What manner of men were they? Twenty-four were lawyers and jurists, 11 were merchants and tradesmen, and nine were farmers. They were soft-spoken men of means and education; they were not an unwashed rabble. They had achieved security but valued freedom more. Their stories have not been told nearly enough.

John Hart was driven from the side of his desperately ill wife. For more than a year, he lived in the forest and in caves before he returned to find his wife dead, his children vanished, his property destroyed. He died of exhaustion and a broken heart.

Carter Braxton of Virginia lost all his ships, sold his home to pay his debts, and died in rags. And so it was with Ellery, Clymer, Hall, Walton, Gwinnett, Rutledge, Morris, Livingston, and Middleton.1

Nelson personally urged Washington to fire on his home and destroy it when it became the headquarters for General Cornwallis. Nelson died bankrupt.

But they sired a nation that grew from sea to shining sea. Five million farms, quiet villages, cities that never sleep, 3 million square miles of forest, field, mountain and desert, 227 million people with a pedigree that includes the bloodlines of all the world.

In recent years, however, I’ve come to think of that day as more than just the birthday of a nation. It also commemorates the only true philosophical revolution in all history.

Oh, there have been revolutions before and since ours. But those revolutions simply exchanged one set of rules for another.
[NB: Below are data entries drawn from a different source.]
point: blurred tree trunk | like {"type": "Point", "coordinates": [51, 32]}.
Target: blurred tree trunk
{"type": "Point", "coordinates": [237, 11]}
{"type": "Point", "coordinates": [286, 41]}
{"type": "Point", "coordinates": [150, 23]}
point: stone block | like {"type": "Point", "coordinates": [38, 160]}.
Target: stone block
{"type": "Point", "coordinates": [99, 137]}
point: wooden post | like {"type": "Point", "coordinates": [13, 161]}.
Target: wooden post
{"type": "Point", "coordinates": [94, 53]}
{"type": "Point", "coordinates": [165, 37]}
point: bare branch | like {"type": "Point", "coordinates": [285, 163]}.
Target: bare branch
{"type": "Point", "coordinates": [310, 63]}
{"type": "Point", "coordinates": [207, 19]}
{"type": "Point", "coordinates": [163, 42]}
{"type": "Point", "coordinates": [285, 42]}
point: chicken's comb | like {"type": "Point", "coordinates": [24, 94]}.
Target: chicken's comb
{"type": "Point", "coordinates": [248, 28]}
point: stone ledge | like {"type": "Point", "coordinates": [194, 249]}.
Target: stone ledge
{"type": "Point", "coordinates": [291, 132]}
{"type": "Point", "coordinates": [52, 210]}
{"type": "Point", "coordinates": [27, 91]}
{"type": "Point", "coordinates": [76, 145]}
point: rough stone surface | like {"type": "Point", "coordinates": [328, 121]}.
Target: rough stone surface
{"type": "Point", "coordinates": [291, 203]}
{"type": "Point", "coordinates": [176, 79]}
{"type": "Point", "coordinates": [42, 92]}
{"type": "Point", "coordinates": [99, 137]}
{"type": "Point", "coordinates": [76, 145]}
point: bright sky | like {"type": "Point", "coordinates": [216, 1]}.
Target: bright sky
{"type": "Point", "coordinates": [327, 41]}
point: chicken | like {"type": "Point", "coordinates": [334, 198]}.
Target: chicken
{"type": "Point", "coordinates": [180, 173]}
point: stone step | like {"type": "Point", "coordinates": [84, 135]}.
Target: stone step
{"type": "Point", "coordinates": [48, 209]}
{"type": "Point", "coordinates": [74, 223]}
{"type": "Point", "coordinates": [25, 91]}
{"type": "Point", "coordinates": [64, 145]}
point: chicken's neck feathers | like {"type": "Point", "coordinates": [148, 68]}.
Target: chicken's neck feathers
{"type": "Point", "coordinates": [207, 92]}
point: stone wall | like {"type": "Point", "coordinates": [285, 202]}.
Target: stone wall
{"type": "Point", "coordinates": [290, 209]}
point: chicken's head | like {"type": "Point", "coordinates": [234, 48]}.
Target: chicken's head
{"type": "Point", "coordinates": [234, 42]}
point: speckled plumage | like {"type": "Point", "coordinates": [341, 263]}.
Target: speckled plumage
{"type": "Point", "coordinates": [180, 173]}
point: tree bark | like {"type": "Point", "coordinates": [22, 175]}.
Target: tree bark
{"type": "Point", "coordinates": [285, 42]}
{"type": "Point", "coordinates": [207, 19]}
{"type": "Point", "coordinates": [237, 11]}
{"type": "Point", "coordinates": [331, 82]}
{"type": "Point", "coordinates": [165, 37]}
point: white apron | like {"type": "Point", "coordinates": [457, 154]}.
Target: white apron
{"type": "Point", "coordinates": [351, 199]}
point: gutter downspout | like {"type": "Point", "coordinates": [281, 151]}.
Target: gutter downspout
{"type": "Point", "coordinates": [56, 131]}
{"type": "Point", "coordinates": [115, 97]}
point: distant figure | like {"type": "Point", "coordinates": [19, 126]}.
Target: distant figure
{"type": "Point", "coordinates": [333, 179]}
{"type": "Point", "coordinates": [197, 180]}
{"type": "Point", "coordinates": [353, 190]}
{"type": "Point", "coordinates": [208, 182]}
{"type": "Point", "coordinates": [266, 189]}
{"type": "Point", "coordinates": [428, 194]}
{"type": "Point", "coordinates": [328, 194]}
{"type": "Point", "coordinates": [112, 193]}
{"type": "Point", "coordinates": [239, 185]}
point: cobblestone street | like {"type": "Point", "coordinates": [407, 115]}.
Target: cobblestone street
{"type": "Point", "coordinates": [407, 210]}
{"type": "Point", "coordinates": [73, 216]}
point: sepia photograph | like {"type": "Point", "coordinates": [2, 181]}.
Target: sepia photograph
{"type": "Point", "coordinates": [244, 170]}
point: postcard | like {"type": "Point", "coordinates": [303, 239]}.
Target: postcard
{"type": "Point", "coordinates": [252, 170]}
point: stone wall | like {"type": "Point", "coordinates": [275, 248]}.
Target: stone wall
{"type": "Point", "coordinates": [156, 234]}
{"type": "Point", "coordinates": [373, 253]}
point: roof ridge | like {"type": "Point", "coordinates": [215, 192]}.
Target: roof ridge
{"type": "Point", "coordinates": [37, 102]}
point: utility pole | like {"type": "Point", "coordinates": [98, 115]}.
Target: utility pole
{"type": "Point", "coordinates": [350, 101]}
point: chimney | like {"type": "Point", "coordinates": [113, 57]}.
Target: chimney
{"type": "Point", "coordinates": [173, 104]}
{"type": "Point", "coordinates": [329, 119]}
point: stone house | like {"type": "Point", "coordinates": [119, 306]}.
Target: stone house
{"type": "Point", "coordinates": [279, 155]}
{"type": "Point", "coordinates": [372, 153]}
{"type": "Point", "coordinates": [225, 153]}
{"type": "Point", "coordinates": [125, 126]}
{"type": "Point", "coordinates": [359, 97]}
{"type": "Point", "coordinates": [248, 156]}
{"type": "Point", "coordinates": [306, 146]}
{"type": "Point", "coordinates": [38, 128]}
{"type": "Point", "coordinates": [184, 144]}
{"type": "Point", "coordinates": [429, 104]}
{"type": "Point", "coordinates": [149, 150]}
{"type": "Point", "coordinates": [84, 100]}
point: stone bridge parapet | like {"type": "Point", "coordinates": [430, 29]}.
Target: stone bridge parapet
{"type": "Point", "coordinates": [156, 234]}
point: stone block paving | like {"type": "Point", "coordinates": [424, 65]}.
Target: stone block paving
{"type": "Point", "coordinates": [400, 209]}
Ours was a revolution that changed the very concept of government.

Let the Fourth of July always be a reminder that here in this land, for the first time, it was decided that man is born with certain God-given rights; that government is only a convenience created and managed by the people, with no powers of its own except those voluntarily granted to it by the people.

We sometimes forget that great truth, and we never should.

Happy Fourth of July.

__________

The above description says it all: The Fourth of July according to Ronald Reagan.